Par contre ils avaient tous été en contact rapproché avec des personnes infectées. Cela a poussé des équipes à considérer qu’il n’y avait pas de lien avec le virus mais que c’était associé aux modifications de style de vie durant le confinement. Le problème, c’est qu’en Suisse, il n’y a pas eu de confinement !

On a donc émis l’hypothèse que ces patients étaient résistants à l’infection et que ces engelures seraient plutôt une manifestation d’une immunité innée. Les premiers travaux ont donc consisté à valider le fait que ces patients avaient une forte réponse immunitaire.

- Comment expliquer le lien entre ces engelures et la réponse immunitaire à une infection ?
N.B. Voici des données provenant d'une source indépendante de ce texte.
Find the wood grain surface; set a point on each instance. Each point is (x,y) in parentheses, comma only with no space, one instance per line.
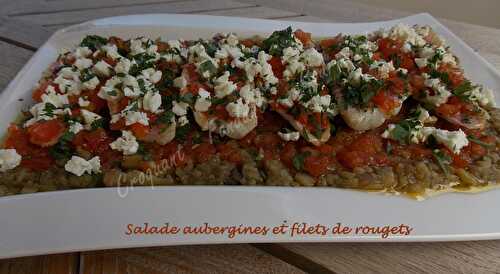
(26,24)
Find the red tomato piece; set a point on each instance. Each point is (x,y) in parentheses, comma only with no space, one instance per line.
(46,133)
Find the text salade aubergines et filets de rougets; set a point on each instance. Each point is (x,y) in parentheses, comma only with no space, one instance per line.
(224,83)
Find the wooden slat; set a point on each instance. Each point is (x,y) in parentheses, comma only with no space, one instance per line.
(251,12)
(184,259)
(458,257)
(27,35)
(37,6)
(48,19)
(50,264)
(13,59)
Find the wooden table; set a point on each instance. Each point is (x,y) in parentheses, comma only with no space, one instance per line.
(26,24)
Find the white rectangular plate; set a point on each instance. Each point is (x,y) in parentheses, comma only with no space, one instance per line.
(97,218)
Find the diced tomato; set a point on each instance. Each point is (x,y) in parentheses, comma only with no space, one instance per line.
(316,165)
(96,103)
(326,149)
(304,37)
(33,157)
(277,66)
(95,141)
(46,133)
(385,102)
(203,152)
(267,140)
(248,140)
(175,154)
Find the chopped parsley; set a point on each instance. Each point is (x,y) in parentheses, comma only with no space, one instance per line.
(278,41)
(93,42)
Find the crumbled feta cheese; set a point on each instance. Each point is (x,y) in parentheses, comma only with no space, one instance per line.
(223,86)
(109,90)
(78,165)
(151,101)
(75,127)
(203,102)
(83,102)
(91,84)
(151,75)
(454,140)
(421,62)
(136,47)
(289,54)
(406,33)
(289,136)
(238,109)
(82,52)
(102,68)
(123,66)
(179,108)
(313,58)
(9,159)
(294,67)
(174,44)
(127,143)
(441,94)
(183,120)
(344,53)
(83,63)
(57,100)
(132,117)
(180,82)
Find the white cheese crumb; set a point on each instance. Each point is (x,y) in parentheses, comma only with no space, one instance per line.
(123,66)
(223,86)
(9,159)
(91,84)
(102,68)
(203,102)
(179,108)
(180,82)
(75,127)
(132,117)
(151,101)
(83,63)
(78,166)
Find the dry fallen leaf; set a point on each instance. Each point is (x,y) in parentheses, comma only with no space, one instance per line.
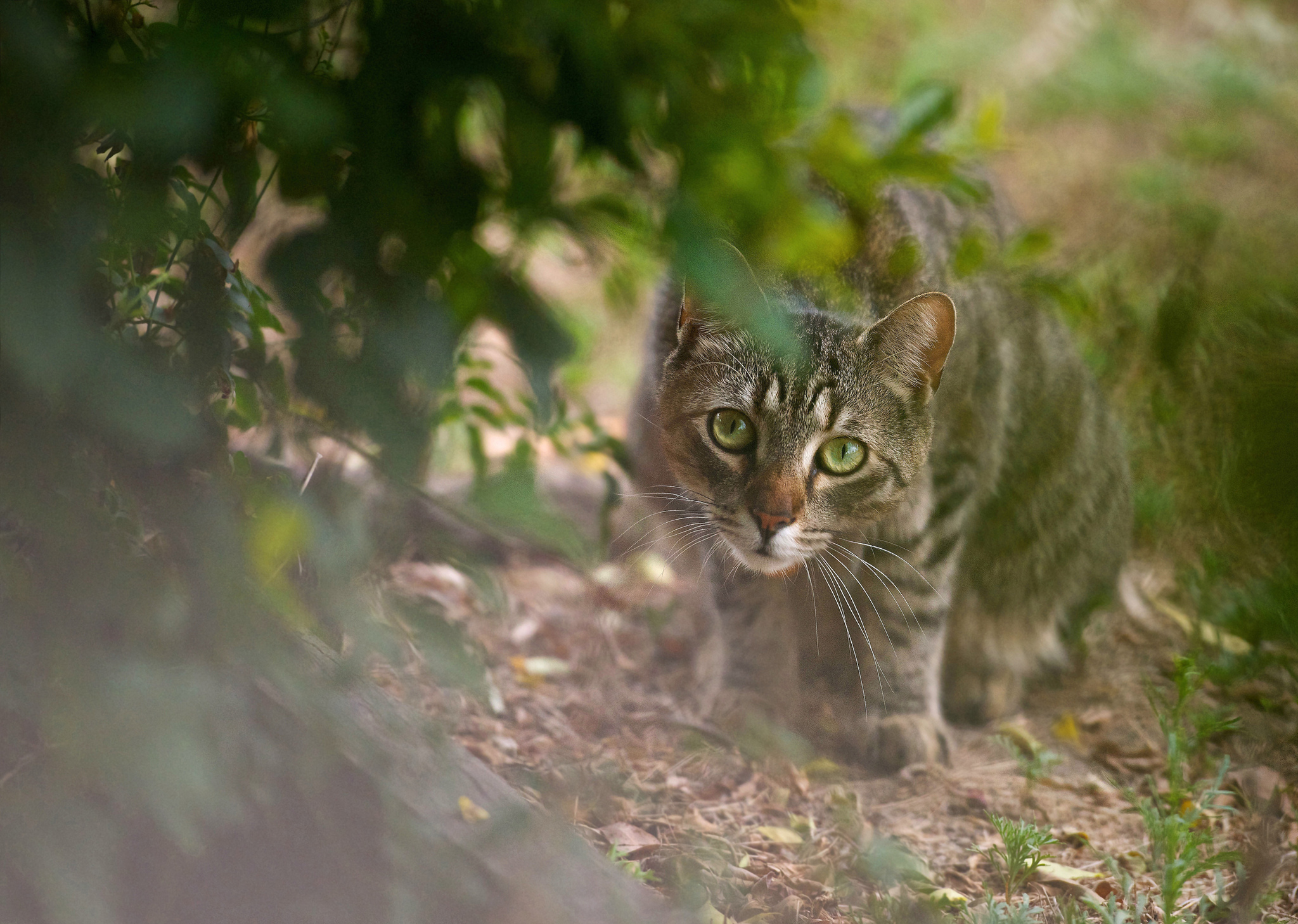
(1066,729)
(1209,632)
(1020,738)
(472,810)
(1049,870)
(534,671)
(1096,717)
(823,770)
(945,899)
(776,835)
(635,843)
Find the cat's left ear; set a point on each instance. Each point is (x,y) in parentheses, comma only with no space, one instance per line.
(691,309)
(915,339)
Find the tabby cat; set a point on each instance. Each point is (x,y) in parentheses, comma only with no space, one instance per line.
(906,511)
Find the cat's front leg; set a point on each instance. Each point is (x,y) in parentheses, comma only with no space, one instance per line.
(889,620)
(755,651)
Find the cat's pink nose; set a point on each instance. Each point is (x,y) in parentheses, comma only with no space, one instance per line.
(769,523)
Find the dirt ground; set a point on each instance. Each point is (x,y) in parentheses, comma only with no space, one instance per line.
(586,710)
Rappelons d’abord qu’il y a deux sortes d’immunité : l’immunité innée que tout le monde a sans avoir besoin d’avoir déjà rencontré l’agent pathogène et la réponse adaptative qui se manifeste par les anticorps produits en réponse à une infection.

Notre hypothèse est que ces patients avaient une immunité innée qui était très forte. Ce que l’on a constaté c’est qu’ils avaient une production élevée d’interférons et les personnes qui ont cette voie très active ne pouvaient pas être infectés par le virus.

Au moment des engelures ils avaient de fortes réponses d’interférons. Leurs cellules avaient donc des capacités supérieures à la moyenne pour détecter le virus et produire cet interféron.

- Quelle explication donner à cette particularité ?

C’est la troisième étape : quand on sait que des personnes ont de fortes réponses d’interférons, une grande résistance à l’infection et que leurs cellules sont capables de détecter le virus mieux que les autres, le sujet est de comprendre à partir de quel mécanisme. Et notre hypothèse, c’est qu’ils ont des variations dans leurs gènes impliqués dans cette réponse qui font qu’ils détectent mieux le virus et le bloquent très tôt.

- Ces patients auraient donc une meilleure protection naturelle. Au point de pouvoir se dispenser d’un vaccin ?

On a eu avec l’arrivée des vaccins beaucoup de patients qui nous ont contacté en disant : est-ce nécessaire de se faire vacciner puisque vous avez constaté chez nous une forte résistance. La réponse est oui, cela ne remplace pas un vaccin. Je rappelle qu’il y a deux immunités, l’innée et l’adaptative. Le vaccin stimule l’immunité adaptative.

Mais ce que l’on veut comprendre c’est comment l’immunité innée est capable d’elle-même de se débarrasser du virus. Mais cela ne remplacera jamais les vaccins parce que l’immunité adaptative a une mémoire alors que l’immunité innée n’a pas de mémoire et le vaccin permet de renforcer cette mémoire en offrant de fait une protection de manière préventive.  

- Ces travaux peuvent-ils conduire à de nouvelles stratégies anti-virales ?

Pour le moment on n’a pas d’antiviraux qui bloquent directement le virus. L’idée c’est de développer une stratégie complémentaire à la fois aux vaccins et aux antiviraux . Cet outil supplémentaire permettrait de stimuler la réponse innée pour qu’elle se débarrasse du virus comme elle le fait chez certains patients comme ceux qui ont des engelures. Cela peut être utile pour traiter des patients qui développent des formes graves en boostant leur réponse innée pour qu’elle les aide à se défendre face au virus

- Comment développer cette immunité innée ?

Déjà savoir pourquoi elle est efficace chez ces patients là une fois que l’on sait quels gènes interviennent dans cette réponse innée. On pourrait alors imaginer stimuler l’action de ces gènes par aider les cellules à se débarrasser elles même du virus.